La spondilite anchilosante fa parte di una famiglia di patologie infiammatorie croniche che comprendono anche l’artrite psoriasica. Solitamente provoca una grave compromissione della mobilità della colonna vertebrale e della funzionalità fisica, con ripercussioni sulla qualità di vita. Nella maggior parte dei casi, esordisce in pazienti di età compresa tra i tredici e i vent’anni, in particolare di sesso maschile. I familiari dei soggetti affetti da SA presentano un rischio maggiore di sviluppare la malattia.
La SA è una malattia infiammatoria cronica che causa dolore e rigidità vertebrale e articolare che, se non adeguatamente gestita, può portare a una significativa perdita di mobilità. Molti pazienti affetti da SA rispondono in modo non adeguato agli standard attuali di cura con farmaci anti-TNF. Nei casi più gravi può avvenire la fusione tra colonna vertebrale e articolazioni soprastanti il coccige. Per seguire la progressione della SA e l’efficacia del trattamento occorre eseguire radiografie, TC o RM della colonna vertebrale o delle articolazioni sacroiliache.

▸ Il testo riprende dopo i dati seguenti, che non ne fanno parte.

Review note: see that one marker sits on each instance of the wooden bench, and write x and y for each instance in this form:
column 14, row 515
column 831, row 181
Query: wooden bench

Il miglioramento dei sintomi di SA è valutato in base ai criteri di risposta ASAS (ASAS 20), definita come un miglioramento di almeno il 20% e un miglioramento assoluto di almeno 10 unità su una scala da 0 a 100 mm in almeno tre dei seguenti parametri: miglioramento della flessibilità, del dolore notturno, della capacità di svolgere particolari attività, della rigidità mattutina e assenza di peggioramento della patologia. La percentuale di pazienti che raggiungono una risposta ASAS 20 è un approccio accettato per valutare l’efficacia dei trattamenti nella SA. Un recente studio a lungo termine sui pazienti con spondilite anchilosante (SA) ha evidenziato che quasi l’80% dei soggetti trattati i con il secukinumab non presentava progressione radiologica (mSASSS <2) della malattia a livello della colonna vertebrale a 4 anni.